Klein asintió y recordó algo de último momento:
—“¿Amon ha utilizado la ceremonia del Señor para absorber la singularidad del ‘Aprendiz’?”
La proyección respondió lentamente:
—“Si es alguien más, no. Pero si es Amon, tiene una probabilidad del 50%.
—‘El ama de las aventuras y los riesgos’. ”
Klein guardó silencio mientras observaba a la proyección desvanecerse.
En su campo de visión, apareció nuevamente el altar que no había podido limpiar.
Para Klein, ir al pico principal de los Montes Hornachis y enfrentarse a Antígono era simple; solo necesitaba usar el Bastión para crear un cuerpo alterno, robar las características del “Guardián Mente Fina” que anteriormente pertenecían a Chatarú, y mantenerse en un estado que pudiera albergar singularidades.

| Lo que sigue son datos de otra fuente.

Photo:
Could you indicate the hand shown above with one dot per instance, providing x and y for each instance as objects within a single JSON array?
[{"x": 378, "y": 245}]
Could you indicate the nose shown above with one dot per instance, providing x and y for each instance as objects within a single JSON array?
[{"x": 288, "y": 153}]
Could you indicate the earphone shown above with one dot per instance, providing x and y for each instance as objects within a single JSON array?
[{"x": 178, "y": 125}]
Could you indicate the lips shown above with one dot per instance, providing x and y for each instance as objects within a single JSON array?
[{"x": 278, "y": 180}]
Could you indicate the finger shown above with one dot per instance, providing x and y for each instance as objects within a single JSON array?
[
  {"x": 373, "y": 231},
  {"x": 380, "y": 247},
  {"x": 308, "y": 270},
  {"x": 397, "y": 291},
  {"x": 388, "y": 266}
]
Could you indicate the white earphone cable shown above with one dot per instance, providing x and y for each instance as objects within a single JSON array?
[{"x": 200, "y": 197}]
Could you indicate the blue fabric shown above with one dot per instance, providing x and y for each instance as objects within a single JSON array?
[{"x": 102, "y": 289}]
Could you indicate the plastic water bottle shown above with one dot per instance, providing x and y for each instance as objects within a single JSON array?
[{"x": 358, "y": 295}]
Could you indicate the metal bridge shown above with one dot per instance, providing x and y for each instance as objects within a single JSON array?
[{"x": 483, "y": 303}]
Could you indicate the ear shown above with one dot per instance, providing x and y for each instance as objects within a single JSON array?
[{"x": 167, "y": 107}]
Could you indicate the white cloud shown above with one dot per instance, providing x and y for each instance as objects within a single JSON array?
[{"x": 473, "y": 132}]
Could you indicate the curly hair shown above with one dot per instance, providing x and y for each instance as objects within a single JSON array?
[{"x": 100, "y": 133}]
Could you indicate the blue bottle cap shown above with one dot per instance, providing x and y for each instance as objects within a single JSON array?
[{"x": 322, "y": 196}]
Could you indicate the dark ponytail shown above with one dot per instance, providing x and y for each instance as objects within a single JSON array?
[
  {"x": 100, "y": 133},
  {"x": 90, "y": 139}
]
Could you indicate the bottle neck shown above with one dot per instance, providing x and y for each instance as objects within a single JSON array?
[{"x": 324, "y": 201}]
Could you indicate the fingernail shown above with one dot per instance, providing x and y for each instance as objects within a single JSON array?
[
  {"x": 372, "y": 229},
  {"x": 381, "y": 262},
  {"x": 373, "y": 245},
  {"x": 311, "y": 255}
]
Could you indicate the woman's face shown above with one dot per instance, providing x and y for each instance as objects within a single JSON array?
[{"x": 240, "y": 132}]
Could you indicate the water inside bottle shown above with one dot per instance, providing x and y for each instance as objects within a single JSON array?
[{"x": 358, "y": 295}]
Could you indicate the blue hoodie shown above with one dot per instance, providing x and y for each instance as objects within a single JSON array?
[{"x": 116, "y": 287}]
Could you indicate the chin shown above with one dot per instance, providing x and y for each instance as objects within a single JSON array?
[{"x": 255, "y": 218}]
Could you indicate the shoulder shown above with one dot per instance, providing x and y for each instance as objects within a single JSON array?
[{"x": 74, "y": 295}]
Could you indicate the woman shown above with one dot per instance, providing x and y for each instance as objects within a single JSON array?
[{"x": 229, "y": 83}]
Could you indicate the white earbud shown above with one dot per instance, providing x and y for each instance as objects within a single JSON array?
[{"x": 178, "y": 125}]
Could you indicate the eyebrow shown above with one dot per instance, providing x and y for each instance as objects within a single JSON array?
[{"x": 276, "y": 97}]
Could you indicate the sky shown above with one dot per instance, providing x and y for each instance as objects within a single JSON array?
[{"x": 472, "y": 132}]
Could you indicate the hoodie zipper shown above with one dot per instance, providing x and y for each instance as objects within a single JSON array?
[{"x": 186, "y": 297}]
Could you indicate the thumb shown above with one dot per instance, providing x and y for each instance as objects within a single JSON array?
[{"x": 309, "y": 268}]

Con su estado mental más establecido, Klein ahora podía contener la voluntad de Teng Long, aunque ya no estuviera atormentado por los restos de la marca de Chatarú.

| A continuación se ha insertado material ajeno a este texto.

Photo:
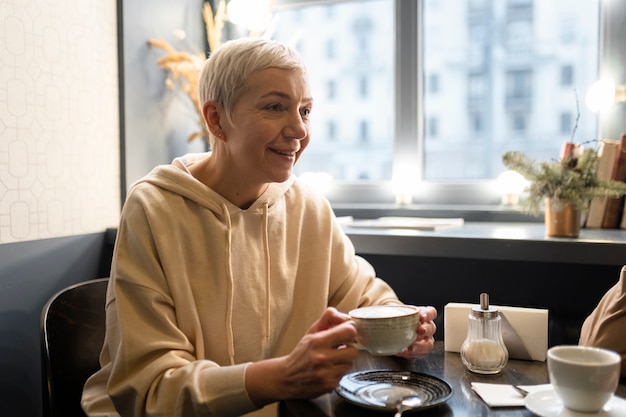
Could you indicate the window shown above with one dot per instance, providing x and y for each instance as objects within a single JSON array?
[{"x": 441, "y": 79}]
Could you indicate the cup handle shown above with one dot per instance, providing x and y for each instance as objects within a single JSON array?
[{"x": 355, "y": 343}]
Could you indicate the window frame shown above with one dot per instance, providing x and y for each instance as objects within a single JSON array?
[{"x": 478, "y": 195}]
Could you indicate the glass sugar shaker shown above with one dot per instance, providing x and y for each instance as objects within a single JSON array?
[{"x": 483, "y": 350}]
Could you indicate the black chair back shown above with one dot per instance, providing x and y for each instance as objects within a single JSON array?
[{"x": 72, "y": 333}]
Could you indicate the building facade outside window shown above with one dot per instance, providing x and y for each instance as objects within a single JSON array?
[{"x": 491, "y": 76}]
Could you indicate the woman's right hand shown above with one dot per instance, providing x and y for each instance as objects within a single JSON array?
[{"x": 313, "y": 368}]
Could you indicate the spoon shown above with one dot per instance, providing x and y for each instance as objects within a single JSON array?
[{"x": 407, "y": 403}]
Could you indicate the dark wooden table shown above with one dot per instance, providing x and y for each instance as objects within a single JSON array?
[{"x": 444, "y": 365}]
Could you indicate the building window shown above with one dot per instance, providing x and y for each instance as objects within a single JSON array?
[
  {"x": 514, "y": 54},
  {"x": 433, "y": 127},
  {"x": 519, "y": 84},
  {"x": 364, "y": 132},
  {"x": 331, "y": 87},
  {"x": 567, "y": 75},
  {"x": 331, "y": 131},
  {"x": 363, "y": 87},
  {"x": 566, "y": 122},
  {"x": 432, "y": 85}
]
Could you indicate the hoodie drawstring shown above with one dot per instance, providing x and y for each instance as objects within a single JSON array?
[
  {"x": 231, "y": 289},
  {"x": 268, "y": 281}
]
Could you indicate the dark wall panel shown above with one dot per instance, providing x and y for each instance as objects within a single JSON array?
[{"x": 30, "y": 273}]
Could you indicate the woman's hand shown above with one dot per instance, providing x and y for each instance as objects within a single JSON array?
[
  {"x": 425, "y": 342},
  {"x": 313, "y": 368}
]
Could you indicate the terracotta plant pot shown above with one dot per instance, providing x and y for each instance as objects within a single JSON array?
[{"x": 562, "y": 218}]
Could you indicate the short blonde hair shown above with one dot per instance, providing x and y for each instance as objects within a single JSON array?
[{"x": 225, "y": 73}]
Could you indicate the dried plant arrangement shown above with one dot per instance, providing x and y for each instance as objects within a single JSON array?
[
  {"x": 572, "y": 179},
  {"x": 183, "y": 66}
]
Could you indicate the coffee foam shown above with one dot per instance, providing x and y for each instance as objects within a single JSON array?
[{"x": 382, "y": 312}]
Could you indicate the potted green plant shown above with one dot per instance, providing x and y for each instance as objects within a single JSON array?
[{"x": 564, "y": 187}]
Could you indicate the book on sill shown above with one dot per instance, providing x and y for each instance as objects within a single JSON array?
[
  {"x": 416, "y": 223},
  {"x": 608, "y": 154}
]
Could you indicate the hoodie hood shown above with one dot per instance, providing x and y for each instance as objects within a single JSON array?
[{"x": 177, "y": 179}]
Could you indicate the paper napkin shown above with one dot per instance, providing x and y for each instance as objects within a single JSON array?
[{"x": 504, "y": 395}]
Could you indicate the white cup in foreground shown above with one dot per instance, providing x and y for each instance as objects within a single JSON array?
[
  {"x": 387, "y": 329},
  {"x": 584, "y": 378}
]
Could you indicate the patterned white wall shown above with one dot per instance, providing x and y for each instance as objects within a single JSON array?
[{"x": 59, "y": 123}]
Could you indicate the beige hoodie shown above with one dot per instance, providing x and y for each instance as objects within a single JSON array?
[{"x": 200, "y": 287}]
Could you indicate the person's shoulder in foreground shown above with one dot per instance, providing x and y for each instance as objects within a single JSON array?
[{"x": 606, "y": 325}]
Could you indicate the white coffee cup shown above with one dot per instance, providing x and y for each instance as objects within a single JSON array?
[
  {"x": 387, "y": 329},
  {"x": 584, "y": 378}
]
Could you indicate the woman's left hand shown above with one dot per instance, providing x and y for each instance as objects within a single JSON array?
[{"x": 425, "y": 341}]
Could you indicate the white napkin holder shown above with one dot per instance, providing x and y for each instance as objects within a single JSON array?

Pero antes de eso, su instinto le decía que debía hacer algo más.
Klein revisó el altar y sacó la oficina de Don Ethan Trent del nublado pasado. Se sentó en una silla, extendió un pergamino y escribió a Mr. Azk:
La carta fue breve, mencionando el “Río Eterno de oscuridad” en Caldeón y los signos de muerte que parecían estar pendientes.
Una vez terminada la carta, Klein sacó una corneta de plata y le entregó una moneda a Ethan Trent.

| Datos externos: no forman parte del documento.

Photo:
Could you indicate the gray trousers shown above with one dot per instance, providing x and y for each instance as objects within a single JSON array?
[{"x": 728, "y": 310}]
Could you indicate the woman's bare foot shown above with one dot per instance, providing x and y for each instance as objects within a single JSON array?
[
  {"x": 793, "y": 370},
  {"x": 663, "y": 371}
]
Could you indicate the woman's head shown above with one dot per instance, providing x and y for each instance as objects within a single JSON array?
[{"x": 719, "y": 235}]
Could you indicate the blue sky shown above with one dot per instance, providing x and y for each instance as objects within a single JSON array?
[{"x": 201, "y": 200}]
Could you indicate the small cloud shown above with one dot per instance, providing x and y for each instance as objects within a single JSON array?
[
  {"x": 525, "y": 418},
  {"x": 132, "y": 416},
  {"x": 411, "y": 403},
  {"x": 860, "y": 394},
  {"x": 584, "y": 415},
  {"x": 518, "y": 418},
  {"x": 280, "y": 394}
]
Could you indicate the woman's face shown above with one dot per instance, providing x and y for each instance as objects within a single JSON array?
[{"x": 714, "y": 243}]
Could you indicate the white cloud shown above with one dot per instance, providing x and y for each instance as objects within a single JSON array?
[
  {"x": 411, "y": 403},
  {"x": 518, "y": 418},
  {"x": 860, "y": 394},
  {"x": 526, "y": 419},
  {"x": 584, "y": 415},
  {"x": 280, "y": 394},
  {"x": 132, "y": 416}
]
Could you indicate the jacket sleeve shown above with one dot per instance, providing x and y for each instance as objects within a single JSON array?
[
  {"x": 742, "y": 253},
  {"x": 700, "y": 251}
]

—“Es un diamante de suerte para ti.”
Ethan Trent, con cara sorprendida, tomó la moneda y dijo:
—“Naciste con un amuleto protector; ahora te regalo una moneda de suerte. No tienes imaginación.”
Con una sonrisa, Klein se levantó y desapareció.
En una iglesia de la Diosa de las Noches en Dongbilang, Leonard Mitchell, uno de los primeros semidioses en participar en la persecución del Círculo Rosa, había llegado a la Tierra Sur usando un objeto sellado. Pero no logró ningún resultado porque los semidioses del Círculo Rosa parecían haberse escondido y evitaron ser detectados.
Leonard tuvo que aguardar pacientemente, preparándose para cualquier orden de misión. Mientras esperaba, llevó una mano a su guante rojo y entró en el gran salón de oración, rezando con devoción como siempre.
Al cabo de un tiempo indeterminado, Leonard abrió los ojos y se levantó para ir hacia la puerta. En ese momento, vio a Klein Moretti con un sombrero de ala ancha y traje negro.
Leonard abrió los ojos de par en par y se puso a rezar también. Klein, sin decir palabra, avanzó y se acercó al altar.
Al llegar al cofre del altar, Klein metió una moneda en la ranura con un gesto serio.
Luego cambió el rumbo y salió por otra puerta.
Leonard quedó atónito ante lo que acababa de ver.
En ese momento, la voz agotada de Palas Soletár se hizo oír:
—“Aprovecha la oportunidad de conseguir esa moneda.”
En una casa en Behlánd, Will Ansaintt, con una cuchara de plata en mano, se concentraba en un helado verde claro.
De repente, su mano izquierda se alargó y tapó parte del helado. A su lado, la silueta de Don Ethan Trent apareció instantáneamente.
—“Parece que te perdí dos veces por tu cumpleaños,” dijo Klein con una sonrisa. “Es un regalo retrasado para ti.”
A medida que hablaba, sacó una moneda y se la ofreció a Will Ansaintt:
—“Esta es tu moneda de suerte.”
Will lo pensó durante dos segundos, luego susurró:
—“Un amuleto protector para el nacimiento y una moneda de suerte para el cumpleaños. Realmente no tienes imaginación.”
Tomó rápidamente la moneda con su pequeña y gordita mano.
Klein sonrió y se levantó antes de desaparecer.